Michael W Young feels the effects on his body whenever he spends time in Manhattan. Though his research team is based in New York, at Rockefeller University, Young lives outside the city and is accustomed to gentler surroundings. On his trips into town, he’s keenly aware of the unceasing lights and traffic noise.
This isn’t just personal. Together with Michael Rosbach and Jeffrey C Hall, Young won the 2017 Nobel Prize in Physiology or Medicine for pioneering research into circadian rhythms, including the identification of the clock genes that regulate so much of our daily behaviour.

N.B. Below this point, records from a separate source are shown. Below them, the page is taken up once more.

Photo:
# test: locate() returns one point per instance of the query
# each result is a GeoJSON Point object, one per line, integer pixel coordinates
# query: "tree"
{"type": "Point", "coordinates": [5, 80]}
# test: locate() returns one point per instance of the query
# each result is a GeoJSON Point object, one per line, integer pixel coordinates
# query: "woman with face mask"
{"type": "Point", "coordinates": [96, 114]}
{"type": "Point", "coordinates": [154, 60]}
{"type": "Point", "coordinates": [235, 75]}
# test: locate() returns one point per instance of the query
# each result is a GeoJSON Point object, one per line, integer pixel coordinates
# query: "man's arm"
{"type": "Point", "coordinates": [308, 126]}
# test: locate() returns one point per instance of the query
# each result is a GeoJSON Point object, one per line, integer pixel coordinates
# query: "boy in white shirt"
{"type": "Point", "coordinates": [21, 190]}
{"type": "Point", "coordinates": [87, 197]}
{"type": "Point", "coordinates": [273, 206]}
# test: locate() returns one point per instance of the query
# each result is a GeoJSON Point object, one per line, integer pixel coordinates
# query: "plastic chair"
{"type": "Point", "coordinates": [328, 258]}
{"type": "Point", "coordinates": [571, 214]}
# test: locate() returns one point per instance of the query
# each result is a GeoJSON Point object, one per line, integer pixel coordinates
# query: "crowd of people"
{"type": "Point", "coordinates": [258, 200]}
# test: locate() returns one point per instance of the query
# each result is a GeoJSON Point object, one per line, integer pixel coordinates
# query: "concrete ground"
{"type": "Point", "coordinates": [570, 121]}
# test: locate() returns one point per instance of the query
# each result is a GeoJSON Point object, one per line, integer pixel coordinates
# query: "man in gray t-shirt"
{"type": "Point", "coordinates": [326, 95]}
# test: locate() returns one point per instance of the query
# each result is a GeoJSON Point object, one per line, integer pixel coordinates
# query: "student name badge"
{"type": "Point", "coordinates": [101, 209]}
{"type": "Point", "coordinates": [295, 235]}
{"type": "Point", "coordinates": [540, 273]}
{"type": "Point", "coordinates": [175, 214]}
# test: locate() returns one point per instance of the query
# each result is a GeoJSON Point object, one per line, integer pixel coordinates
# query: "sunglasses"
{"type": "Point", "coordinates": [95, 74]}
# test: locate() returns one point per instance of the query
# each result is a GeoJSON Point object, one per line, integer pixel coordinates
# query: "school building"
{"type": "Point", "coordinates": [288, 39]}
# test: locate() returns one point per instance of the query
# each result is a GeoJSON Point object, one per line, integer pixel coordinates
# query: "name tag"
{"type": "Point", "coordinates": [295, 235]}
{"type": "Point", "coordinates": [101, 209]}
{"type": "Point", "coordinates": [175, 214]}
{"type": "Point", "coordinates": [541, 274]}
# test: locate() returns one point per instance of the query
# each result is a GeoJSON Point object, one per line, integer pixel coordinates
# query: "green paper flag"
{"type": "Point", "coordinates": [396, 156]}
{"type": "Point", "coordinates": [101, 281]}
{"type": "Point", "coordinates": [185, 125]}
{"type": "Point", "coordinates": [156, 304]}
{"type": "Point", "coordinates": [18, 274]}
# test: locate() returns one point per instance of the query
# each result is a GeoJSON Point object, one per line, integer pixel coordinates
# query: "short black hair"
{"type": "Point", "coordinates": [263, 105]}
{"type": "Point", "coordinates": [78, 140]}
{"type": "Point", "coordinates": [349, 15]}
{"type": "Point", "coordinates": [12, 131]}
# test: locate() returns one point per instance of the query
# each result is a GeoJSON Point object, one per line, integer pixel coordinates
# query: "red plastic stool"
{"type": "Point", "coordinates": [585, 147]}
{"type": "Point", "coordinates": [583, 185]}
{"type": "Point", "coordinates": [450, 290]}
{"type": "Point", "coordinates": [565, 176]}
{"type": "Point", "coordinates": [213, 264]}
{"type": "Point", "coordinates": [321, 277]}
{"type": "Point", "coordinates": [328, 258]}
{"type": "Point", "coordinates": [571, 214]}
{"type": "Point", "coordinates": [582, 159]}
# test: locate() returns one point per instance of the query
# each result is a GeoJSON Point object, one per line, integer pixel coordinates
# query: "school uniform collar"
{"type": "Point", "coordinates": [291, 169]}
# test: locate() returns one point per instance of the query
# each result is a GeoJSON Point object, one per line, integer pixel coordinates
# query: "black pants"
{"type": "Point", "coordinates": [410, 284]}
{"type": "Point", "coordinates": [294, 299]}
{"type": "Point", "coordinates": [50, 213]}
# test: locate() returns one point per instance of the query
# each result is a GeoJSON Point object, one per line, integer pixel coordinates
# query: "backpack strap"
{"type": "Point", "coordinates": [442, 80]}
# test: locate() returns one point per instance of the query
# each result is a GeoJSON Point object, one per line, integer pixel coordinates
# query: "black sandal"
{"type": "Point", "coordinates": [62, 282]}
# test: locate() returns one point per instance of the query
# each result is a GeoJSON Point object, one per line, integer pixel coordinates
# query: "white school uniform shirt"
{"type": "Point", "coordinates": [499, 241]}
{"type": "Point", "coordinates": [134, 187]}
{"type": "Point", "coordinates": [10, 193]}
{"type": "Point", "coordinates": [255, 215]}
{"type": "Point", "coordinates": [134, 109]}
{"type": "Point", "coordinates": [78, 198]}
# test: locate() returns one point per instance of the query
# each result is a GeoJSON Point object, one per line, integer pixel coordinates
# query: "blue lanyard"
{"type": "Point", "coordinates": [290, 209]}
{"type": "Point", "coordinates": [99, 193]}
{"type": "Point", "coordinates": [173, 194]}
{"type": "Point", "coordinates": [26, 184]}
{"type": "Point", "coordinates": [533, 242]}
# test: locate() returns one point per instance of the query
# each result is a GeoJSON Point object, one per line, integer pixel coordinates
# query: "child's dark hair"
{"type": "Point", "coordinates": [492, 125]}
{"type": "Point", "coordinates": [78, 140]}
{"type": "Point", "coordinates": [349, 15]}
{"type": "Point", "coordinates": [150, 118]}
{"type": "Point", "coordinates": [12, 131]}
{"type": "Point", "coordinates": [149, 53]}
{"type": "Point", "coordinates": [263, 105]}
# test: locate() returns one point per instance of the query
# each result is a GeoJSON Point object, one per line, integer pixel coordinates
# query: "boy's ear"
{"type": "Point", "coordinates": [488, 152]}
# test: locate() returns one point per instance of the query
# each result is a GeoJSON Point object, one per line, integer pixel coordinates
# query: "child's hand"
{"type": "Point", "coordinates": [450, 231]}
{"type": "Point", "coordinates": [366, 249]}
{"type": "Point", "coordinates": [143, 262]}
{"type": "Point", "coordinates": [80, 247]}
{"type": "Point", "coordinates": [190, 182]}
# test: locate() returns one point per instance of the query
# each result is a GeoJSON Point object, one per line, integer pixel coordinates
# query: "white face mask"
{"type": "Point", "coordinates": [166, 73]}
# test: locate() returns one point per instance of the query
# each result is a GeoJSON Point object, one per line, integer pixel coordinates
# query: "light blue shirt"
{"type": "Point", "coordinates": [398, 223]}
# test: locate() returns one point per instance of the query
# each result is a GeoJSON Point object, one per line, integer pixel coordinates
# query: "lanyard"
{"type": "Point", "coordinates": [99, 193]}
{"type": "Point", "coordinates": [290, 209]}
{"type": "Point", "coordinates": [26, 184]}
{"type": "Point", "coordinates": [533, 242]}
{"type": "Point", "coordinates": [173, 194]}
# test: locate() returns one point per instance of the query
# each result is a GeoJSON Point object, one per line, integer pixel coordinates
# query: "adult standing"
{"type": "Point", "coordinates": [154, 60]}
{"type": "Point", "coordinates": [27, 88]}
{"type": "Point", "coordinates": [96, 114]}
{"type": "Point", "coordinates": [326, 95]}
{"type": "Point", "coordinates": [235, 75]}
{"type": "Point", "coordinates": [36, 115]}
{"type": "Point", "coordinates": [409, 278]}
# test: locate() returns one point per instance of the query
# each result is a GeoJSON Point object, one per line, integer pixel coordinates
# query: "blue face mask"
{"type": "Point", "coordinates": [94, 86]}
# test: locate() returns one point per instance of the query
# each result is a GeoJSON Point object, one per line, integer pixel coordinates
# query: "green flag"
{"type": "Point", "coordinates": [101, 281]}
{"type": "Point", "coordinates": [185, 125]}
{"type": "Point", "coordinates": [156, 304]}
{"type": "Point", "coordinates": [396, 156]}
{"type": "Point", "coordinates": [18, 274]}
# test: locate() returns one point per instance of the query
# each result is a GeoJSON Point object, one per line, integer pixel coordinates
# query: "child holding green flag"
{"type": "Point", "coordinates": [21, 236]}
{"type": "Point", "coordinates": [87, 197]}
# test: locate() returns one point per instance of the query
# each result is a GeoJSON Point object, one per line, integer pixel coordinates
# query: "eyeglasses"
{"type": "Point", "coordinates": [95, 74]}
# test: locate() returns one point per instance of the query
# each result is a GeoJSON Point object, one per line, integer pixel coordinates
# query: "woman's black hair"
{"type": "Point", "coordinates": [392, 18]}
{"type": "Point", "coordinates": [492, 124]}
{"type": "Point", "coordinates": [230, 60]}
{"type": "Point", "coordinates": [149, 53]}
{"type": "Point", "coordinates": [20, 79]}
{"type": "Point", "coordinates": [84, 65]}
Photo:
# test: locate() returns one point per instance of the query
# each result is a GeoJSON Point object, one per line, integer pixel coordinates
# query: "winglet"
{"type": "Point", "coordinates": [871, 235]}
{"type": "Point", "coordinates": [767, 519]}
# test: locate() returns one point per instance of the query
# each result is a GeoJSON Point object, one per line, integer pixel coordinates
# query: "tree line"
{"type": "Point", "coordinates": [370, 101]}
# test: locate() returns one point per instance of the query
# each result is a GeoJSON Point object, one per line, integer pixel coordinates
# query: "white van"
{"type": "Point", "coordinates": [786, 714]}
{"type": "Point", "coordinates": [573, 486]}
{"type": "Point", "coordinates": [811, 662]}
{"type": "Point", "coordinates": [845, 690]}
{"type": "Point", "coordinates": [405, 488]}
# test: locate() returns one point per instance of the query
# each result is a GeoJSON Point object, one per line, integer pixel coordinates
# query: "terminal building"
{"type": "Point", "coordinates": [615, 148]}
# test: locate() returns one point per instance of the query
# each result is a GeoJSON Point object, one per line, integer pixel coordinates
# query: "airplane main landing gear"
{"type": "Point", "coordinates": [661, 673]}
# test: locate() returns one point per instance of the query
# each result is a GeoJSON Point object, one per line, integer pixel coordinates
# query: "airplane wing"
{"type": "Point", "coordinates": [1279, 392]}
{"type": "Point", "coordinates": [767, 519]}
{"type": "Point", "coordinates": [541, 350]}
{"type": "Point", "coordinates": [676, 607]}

Light is one of the key zeitgebers, or timekeepers, that keep our internal clocks attuned to the outside environment. And light pollution is a major reason why, according to Young, “big cities are an impediment to the inner clock”. Too much or too little light can send our natural cycles off-kilter.
Does this matter? Being off-cycle has been linked to health problems, including the insomnia that’s symptomatic of circadian-rhythm sleep disorders (affecting people whose body clocks are set to unusual hours) and shift-work sleep disorder (affecting people who work during non-standard hours). Circadian misalignment has been linked with obesity, cardiovascular disease and psychiatric disorders. This shows how critical circadian rhythms are to maintain healthy metabolism, sleeping patterns and moods.
As Young says, “Our bodies work best when there is agreement between all these signals.” And the signals are disrupted by cities.